Sentii strisciare una mano morbida e fresca dietro la mia nuca, il flessuoso corpo di Elena mi aderì addosso e, in un attimo, mi ritrovai piegato sul suo viso. Mi diede un bacio da film che manco Tobey Maguire sul set di Spider-Man.
Pensai che fosse strano baciarci per la prima volta in quella circostanza, però era anche eccitante farlo con cotanta passione davanti a una platea decisamente particolare. E non era quel trasporto finto che si tira fuori per far ingelosire qualcuno, sebbene lo temetti in un primo momento, piuttosto mi avvolse con il calore di chi infiamma un bacio perché non vedeva l'ora di farlo. E, Dio... Pure io non vedevo l'ora di farlo!
Quando le nostre labbra si staccarono ebbi quasi una brutta sensazione di abbandono. La strinsi forte a me con le mani sui suoi fianchi e lei mi scivolò una carezza dalla guancia al collo. Coi begli occhi pieni di tenerezza, annunciò: – Vado a portare una cosa a mamma al negozio, e poi ti aspetto per quando chiudi – mi baciò di nuovo, stavolta a stampo – A dopo!
E sparì dentro al negozio di Carpisa, due passi più in là.
Affrontai tutto ciò che successe dopo con la leggerezza nel cuore e la testa somewhere over the rainbow.
Gli amici di Erica pagarono velocemente il conto e cercarono di andarsene via il prima possibile, mentre lei provava a riprendersi dall'umiliazione appena subita. Finse di ignorarmi, anche se mi lanciava occhiate scurissime quando pensava che non la vedessi.
Il proprietario mi fece una uallera alla pizzaiola senza precedenti. Mi rinfacciò che, se non mi licenziava in tronco, era solo per la brava persona che era mia madre e per quanto ci sapevo fare con le lingue dei turisti stranieri.

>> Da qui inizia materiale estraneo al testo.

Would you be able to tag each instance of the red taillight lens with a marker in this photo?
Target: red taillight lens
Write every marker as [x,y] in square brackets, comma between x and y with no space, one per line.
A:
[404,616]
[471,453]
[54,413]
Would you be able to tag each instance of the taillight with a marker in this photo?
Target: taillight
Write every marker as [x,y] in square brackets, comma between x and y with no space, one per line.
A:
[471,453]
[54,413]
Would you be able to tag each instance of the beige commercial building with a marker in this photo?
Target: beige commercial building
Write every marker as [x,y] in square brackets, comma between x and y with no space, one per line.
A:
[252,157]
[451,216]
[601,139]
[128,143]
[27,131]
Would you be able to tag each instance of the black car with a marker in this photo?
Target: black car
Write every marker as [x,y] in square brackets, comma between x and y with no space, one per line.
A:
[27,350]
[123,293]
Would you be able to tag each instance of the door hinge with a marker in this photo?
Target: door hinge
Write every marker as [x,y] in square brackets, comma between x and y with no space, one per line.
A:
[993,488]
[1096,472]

A me non fregava più un cazzo di niente.
La ragazza più figa della storia del mondo mi aveva appena dato il bacio più spettacolare mai visto, e io stavo tutto I love you come non mi ero mai sentito prima. Ero già proiettato a cosa avremmo fatto dopo e chissà fin dove ci saremmo spinti, presi dalla foga e dall'appagamento per aver creato insieme una scena epica delle nostre vite.

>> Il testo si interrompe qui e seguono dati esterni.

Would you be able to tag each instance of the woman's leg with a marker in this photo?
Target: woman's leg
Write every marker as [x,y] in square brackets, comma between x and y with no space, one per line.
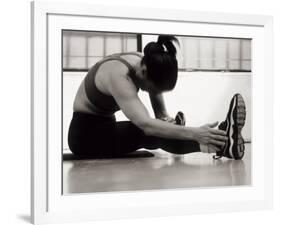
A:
[97,137]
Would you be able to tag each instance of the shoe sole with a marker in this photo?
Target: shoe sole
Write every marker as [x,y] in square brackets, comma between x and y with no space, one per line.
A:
[235,122]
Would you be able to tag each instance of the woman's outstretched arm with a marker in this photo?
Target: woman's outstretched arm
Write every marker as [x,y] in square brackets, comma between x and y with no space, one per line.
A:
[159,107]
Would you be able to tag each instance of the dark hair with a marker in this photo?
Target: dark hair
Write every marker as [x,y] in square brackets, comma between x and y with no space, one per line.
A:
[161,63]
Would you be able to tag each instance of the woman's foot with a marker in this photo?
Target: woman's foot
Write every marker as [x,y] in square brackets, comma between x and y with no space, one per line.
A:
[233,124]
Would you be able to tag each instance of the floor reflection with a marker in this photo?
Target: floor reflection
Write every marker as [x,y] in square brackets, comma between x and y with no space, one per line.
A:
[164,171]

Lui, imbestialito, chiamò anche mamma per sfogare con lei la frustrazione di avere a che fare con "un ragazzo così problematico", che comunque "ormai per quest'estate è andata così", però avevo troppi drammi addosso e poverina lei che mi doveva crescere da sola. Secondo me cercava solo una scusa per non pagarmi la mesata, ma mamma doveva avergli detto qualcosa che lo aveva addolcito man mano che si era evoluto lo sproloquio al telefono.
Io, per tutto il resto del turno, non feci altro che ripensare alle labbra morbide di Elena, al suo burrocacao alla vaniglia, e sbirciare verso Carpisa per scorgere la sua figura atletica mentre pulivo il caffè che era colato dal bancone.
Finita la giornata, la ritrovai seduta su un'aiuola di Piazzetta Duca D'Aosta davanti alla funicolare, mentre si divertiva a scorrere i meme di Napoli VHS su Facebook. Appena presi posto accanto a lei ripose il cellulare in tasca, rapida, e mi riagganciò la testa per darmi un altro bacio fenomenale.
A quel punto, ormai, volavo a duecento metri da terra.
– Ma che hai passato con quella, o' sce'! – mi derise, come se non se la fosse mai spassata tanto in vita sua.
Io la guardai fisso, incredulo e sognante, sempre più convinto che la ragazza che avevo di fronte fosse la cosa più bella che mi era mai capitata.
La collina del Vomero ci parve la destinazione migliore per pareggiare l'altitudine sul livello del mare dei nostri corpi con quella dei nostri cuori. Prendemmo del meritato junk food da asporto per portarcelo in Floridiana e spendemmo lì il resto del pomeriggio, celati tra i fazzoletti di verde transennati per le interminabili manutenzioni, fino a tarda notte. L'erba alta dei prati trascurati attutiva, e quasi partecipava, al nostro rotolarci e baciarci incessante e affannato.
Lei si strusciava, sinuosa e impenitente, sul cavallo del jeans che mi si ingrossava tanto da farmi male, e finii ipnotizzato da quello stato di eccitazione e felicità indescrivibili. Mi tuffai tra le morbide onde castane profumate di shampoo alle mandorle, mentre ci raccontavamo ogni cosa delle nostre vecchie storie. Fu incredibilmente comprensiva e amorevole nel confortarmi dalle disavventure inflittemi da Erica; il suo tono suonava protettivo e dolce come un rassicurante "ora ci sono io con te", fatto trapelare tra i silenzi e i non detti, ed io pregai tutti gli Dèi che non mentisse o che non mi stessi ingannando. Perché la possibilità di perderla mi sembrava già un'ingiustizia insopportabile.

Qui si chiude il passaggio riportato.